Of the 50 men, fifteen archers positioned themselves at the rim while seven descended into the excavation, pressing against the walls on each side of the stairway. Although they captured the next youth out, he called for help before they could stifle him.
Upon hearing a commotion inside, followed by the distinctive clang of weapons being gathered, the archers above drew and took aim. As the bodies emerged, against the warnings of the captive, lethal aim ended the lives of the seven men.
The prisoner had to watch as the men of his family and friends gasped their last, then felt the sting of the sharp blade held against his neck as it slid across, the warmth of his blood spewing out, and the cold left inside before darkness claimed his vision and he crumpled lifeless to the ground.
The leader of the Nomads motioned for those in the pit to investigate the habitat.
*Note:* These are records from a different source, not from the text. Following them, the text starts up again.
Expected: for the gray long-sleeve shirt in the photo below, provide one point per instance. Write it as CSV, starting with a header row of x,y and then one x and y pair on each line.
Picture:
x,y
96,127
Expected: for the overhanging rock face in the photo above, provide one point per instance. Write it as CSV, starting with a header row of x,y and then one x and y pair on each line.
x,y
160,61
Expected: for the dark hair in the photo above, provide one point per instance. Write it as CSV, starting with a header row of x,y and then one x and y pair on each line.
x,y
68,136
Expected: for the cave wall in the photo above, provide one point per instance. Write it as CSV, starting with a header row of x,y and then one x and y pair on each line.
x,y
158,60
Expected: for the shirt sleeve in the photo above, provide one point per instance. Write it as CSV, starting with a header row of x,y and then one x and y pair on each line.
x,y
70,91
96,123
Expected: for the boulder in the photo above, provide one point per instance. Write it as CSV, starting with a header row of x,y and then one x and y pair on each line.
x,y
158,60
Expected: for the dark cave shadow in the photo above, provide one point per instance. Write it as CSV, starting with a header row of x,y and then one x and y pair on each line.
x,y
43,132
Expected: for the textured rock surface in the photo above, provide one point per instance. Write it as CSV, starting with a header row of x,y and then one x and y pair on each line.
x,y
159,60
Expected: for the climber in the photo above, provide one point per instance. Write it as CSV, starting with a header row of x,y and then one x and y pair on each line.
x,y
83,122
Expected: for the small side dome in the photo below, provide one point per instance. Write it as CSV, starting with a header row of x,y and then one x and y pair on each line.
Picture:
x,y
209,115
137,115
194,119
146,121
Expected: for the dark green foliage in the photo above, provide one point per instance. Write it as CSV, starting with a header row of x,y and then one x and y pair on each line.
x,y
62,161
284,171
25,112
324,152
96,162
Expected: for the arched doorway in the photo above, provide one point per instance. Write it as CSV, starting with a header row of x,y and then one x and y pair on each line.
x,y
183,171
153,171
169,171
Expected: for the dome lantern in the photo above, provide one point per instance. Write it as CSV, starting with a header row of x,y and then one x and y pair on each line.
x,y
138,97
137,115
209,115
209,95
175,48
From inside, the screams of the women and children echoed out before being forever silenced. When the invaders emerged, one carried a bundle, a small arm protruding and ineffectually beating at the man carrying it.
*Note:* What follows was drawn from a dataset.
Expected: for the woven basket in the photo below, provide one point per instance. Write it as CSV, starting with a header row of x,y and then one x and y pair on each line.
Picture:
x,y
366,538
“A new slave to serve, my Lord; a boy,” the man said.
“Excellent,” the chieftain replied. “In a few years, he will be ready for training as a scout. Give him to one of the slave girls for now.”
Several of the others had re-entered the domicile, searching for supplies to replenish as well as valuables to sell or barter as needed. When the pillaging concluded, they resumed their trek across the sands.
On the southeastern portion of the Dead Forest, there survived a small patch of life. The only remaining remnant of the former beauty which had, once in its history, stretched the entire distance of the borders of both Grun and Doman on the north, claimed the Nosbent Mountain Range on the east, and the Shandan Desert for the other two.
Some of the sun’s rays still found their way through the thick, two-toned, dark green canopy to help the ground fauna stay a vibrant green. Lush vines grew across most of the ground, overtaking fallen limbs and looking as if it were a solid floor.
One figure sat in the midst, the sounds of the animals and insects singing to his honor. For numerous decades he went to that place to find peace for his deepest meditations. He had, in essence, become a part of the glade.
He had seen, a very long time ago, that the man going by the title of Red Griffin would be defeated only after his power ruled for a hundred years. “Only then,” he told Able, “will the power he has gleaned from Darkness be diminished enough for the One Of Portent to conquer him.”